The email releases came just as attention turned to multiple women accusing Trump of sexual assault following the release of a decade-old video in which he bragged about groping women.
“If the Trump stuff was not occurring, this (the emails) would be one of the biggest stories in presidential history,” said Scott Jennings, a Republican strategist who ran party nominee Mitt Romney’s 2012 Ohio campaign. “It’s like a great movie released the same weekend as ‘Star Wars.’”
Doug Heye, a veteran Republican strategist who doesn’t support either candidate, said Trump should have quickly moved past his own controversies and left the WikiLeaks emails to do their damage. But instead, Trump has kept the sexual misconduct allegations in the news by insulting the women and challenging their stories.
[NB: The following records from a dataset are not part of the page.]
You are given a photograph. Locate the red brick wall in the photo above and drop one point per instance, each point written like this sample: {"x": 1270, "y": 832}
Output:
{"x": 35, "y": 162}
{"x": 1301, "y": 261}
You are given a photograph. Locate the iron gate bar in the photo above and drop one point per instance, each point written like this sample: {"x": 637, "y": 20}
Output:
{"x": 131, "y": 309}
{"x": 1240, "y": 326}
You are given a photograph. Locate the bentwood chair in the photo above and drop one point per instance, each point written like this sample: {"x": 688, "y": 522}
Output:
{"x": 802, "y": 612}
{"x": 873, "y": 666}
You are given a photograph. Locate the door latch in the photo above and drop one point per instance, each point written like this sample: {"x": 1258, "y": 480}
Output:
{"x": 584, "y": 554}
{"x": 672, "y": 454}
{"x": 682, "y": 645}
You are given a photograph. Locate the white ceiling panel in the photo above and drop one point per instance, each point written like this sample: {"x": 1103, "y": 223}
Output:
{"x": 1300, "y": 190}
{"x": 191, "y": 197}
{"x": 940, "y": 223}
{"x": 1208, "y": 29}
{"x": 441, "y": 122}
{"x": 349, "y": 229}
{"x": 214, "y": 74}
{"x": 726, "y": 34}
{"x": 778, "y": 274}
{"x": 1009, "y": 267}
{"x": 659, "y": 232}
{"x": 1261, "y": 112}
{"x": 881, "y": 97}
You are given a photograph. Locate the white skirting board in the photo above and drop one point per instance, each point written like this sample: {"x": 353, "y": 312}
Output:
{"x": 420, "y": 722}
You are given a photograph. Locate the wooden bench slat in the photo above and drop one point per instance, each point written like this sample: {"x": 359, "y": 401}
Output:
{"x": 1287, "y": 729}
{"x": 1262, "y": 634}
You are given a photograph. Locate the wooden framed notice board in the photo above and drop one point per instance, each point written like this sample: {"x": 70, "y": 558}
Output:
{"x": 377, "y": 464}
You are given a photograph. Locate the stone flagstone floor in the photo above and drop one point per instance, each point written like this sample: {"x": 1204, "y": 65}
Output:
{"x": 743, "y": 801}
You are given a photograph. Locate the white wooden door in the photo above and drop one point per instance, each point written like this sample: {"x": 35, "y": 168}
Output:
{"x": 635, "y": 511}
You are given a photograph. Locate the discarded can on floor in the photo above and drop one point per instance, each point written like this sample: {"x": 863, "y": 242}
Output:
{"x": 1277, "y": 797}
“Donald Trump has shown himself incapable of staying out of the way,” he said. “He should allow there to be space to let them get the attention they deserve.”
Trump has spoken about the emails and issued news releases about them. On Friday, the Trump campaign’s “Crooked Hillary question of the day” was based on WikiLeaks: “Why Wouldn’t A Clinton Administration Be As Riven With Conflicts Of Interest As The Clinton Foundation?” But supporters say he has not gone far enough.
“I wish Trump would have pushed harder on that,” said Jarrett Cathcart, 19, a Trump supporter and student at the University of Central Florida in Orlando. “I don’t know why he didn’t, because he’s been eager to do it before. I feel that was one issue she was quick to get away from.”
At least one Republican, though, thinks any attention on the emails is a longer-term mistake.
“These leaks are an effort by a foreign government to interfere with our electoral process, and I will not indulge it,” Sen. Marco Rubio, R-Fla., told ABC News. “Further, I want to warn my fellow Republicans who may want to capitalize politically on these leaks: Today it is the Democrats. Tomorrow it could be us.”